Still, no pitcher even then came close to Young’s achievements, making them a unique product of the man and his time. A big right hander, officially listed at 6-foot-2 and 210 pounds although he grew heavier as he aged, the young Cy had such a blazing fastball that his nickname was short for “cyclone,” for the reputed force of his deliveries. His velocity slowed with time, as all pitchers’ do, but he compensated with a rubber arm and the always-superior control that gave him a 1.5 walks-per-game average that few others have matched. “I aim to make the batter hit the ball, and throw as few pitches as possible,” Young noted as his career wound down.

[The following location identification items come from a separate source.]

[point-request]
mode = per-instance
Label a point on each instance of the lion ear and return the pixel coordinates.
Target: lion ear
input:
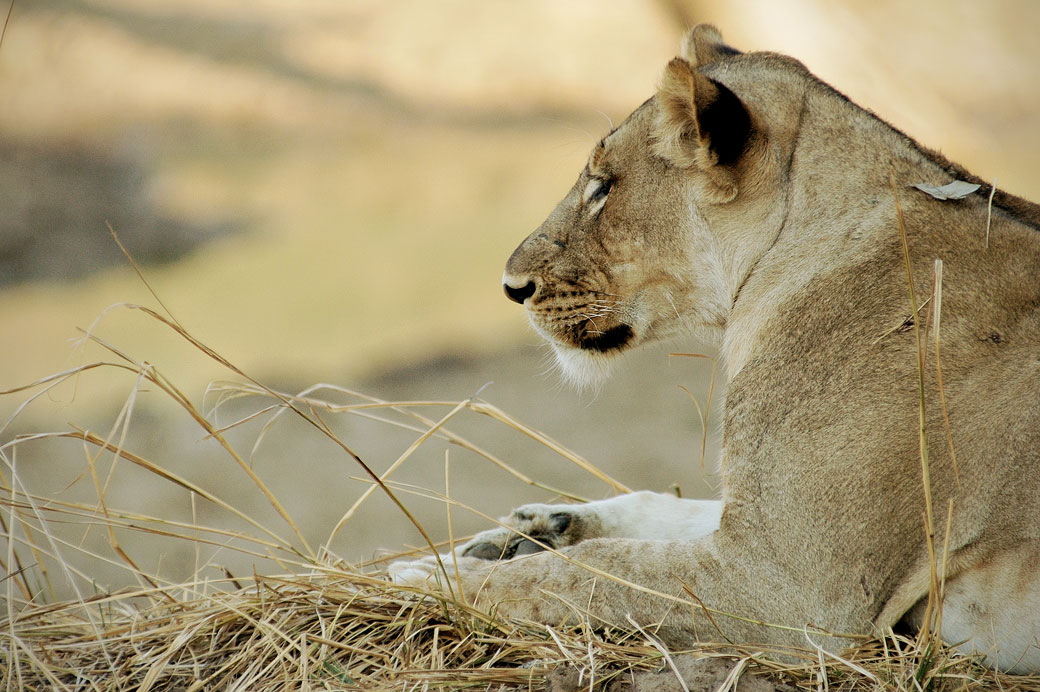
(703, 45)
(700, 122)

Besides his wins record, 94 greater than anyone else’s, the Ohio farmer holds the career marks for innings pitched (7,356), starts (815), complete games (749) and (uh-huh) loses (316), all also invulnerable. He had 15 seasons with 20 or more victories and five with 30 or more. He threw the first pitch in World Series history, in the 1903 matchup of his Boston Americans and the Pittsburgh Pirates (Boston won it, five games to three), and in 1904 recorded the first perfect game in the new century. Wrote the poet Ogden Nash:
“Y is for Young
The magnificent Cy;
People batted against him
But I never knew why.”
The decline of the triple has so long been part of baseball life that few fans today know the records for the feat, or their holders; they are 309 for a career, by Sam Crawford (1899-1917), and 36 for a season, by the Pirates’ John Wilson, in 1912. The unlikelihood of their being surpassed is seen by the facts that only three currently active Major Leaguers—veterans Carl Crawford, Jimmy Rollins and Johnny Damon— have hit as many as 100, and that no player who performed after 1928 has hit as many as 200. A dozen by one player in a season these days can lead a league.

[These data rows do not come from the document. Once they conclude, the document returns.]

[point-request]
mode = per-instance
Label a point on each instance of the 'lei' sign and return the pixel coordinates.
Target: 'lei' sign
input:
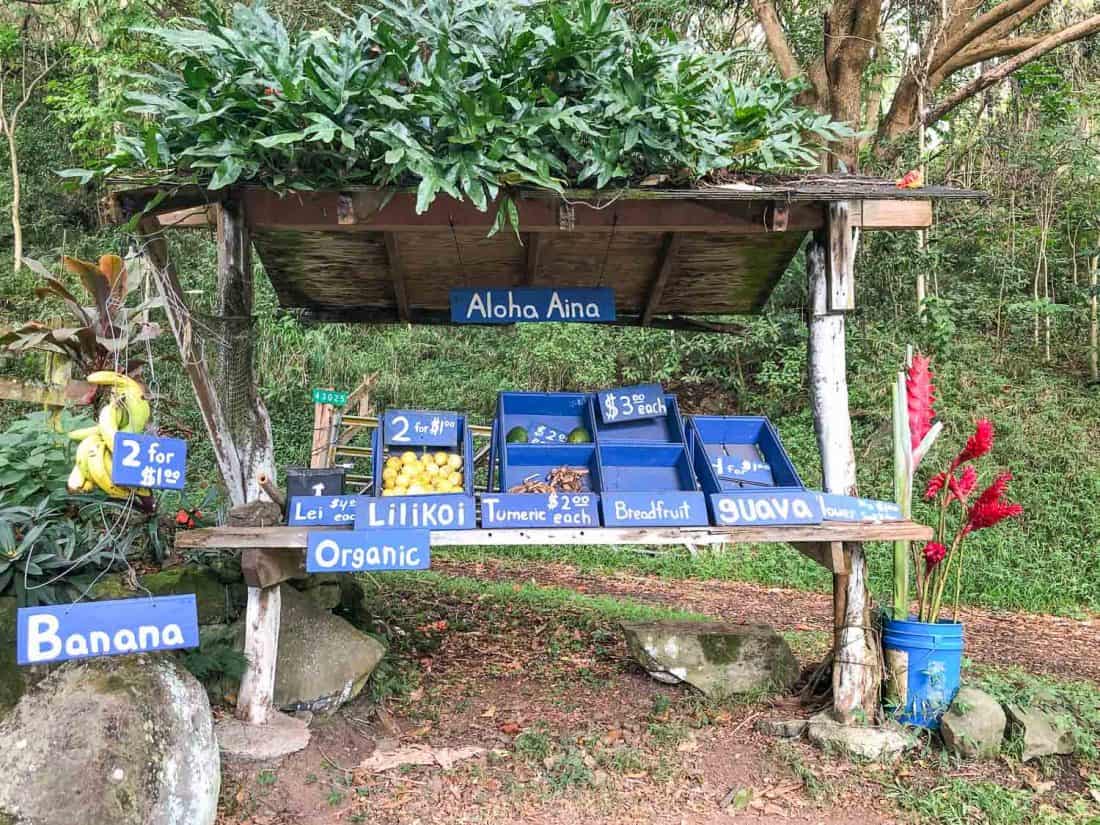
(57, 633)
(587, 305)
(628, 404)
(149, 461)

Lots of triples were the result of an era in which batted balls didn’t carry well, outfielders played shallow and wore little, flat gloves quite unlike the baskets their present-day counterparts tote, and ballparks were huge and, often, oddly shaped. The centerfield fence in the Polo Grounds in New York was a distant 483 feet from home plate; at Pittsburgh’s Forbes Field and Cleveland’s League Park they were 460-plus feet away. Balls that got past outfielders there rolled and rolled, and allowed batters to run and run. Inside-the-park home runs were about as common as one’s hit over a fence.
Most baseball statistical records are just that—statistics. Aside from its historical significance Barry Bonds’ 73rd home run in 2001 wasn’t much different from his first that season, or his 22nd, or 46th. The triple, though, is the kind of play-- beginning with a sharply hit ball between the outfielders and, usually, ending in a cloud of dust and an umpire’s close call—that engenders intrinsic and unique excitement. Its eclipse by modern trends is to be mourned.
To appreciate what we’re missing we must turn to the arts, specifically to Philip Roth’s 1973 baseball-themed book “The Great American Novel.” In it Luke Gofannon, Roth’s fictional superstar, had just completed a strenuous bout of lovemaking with a famous beauty. Under her questioning, he professed that she thrilled him more than a stolen base, a shoestring catch or a home run. (“Smack a homer and that’s it, it’s over,” he said.).
But when the woman asked him if she’d been better than a triple, his evaluation changed. “I can’t tell a lie,” he said. “There just ain’t nothing like a triple.”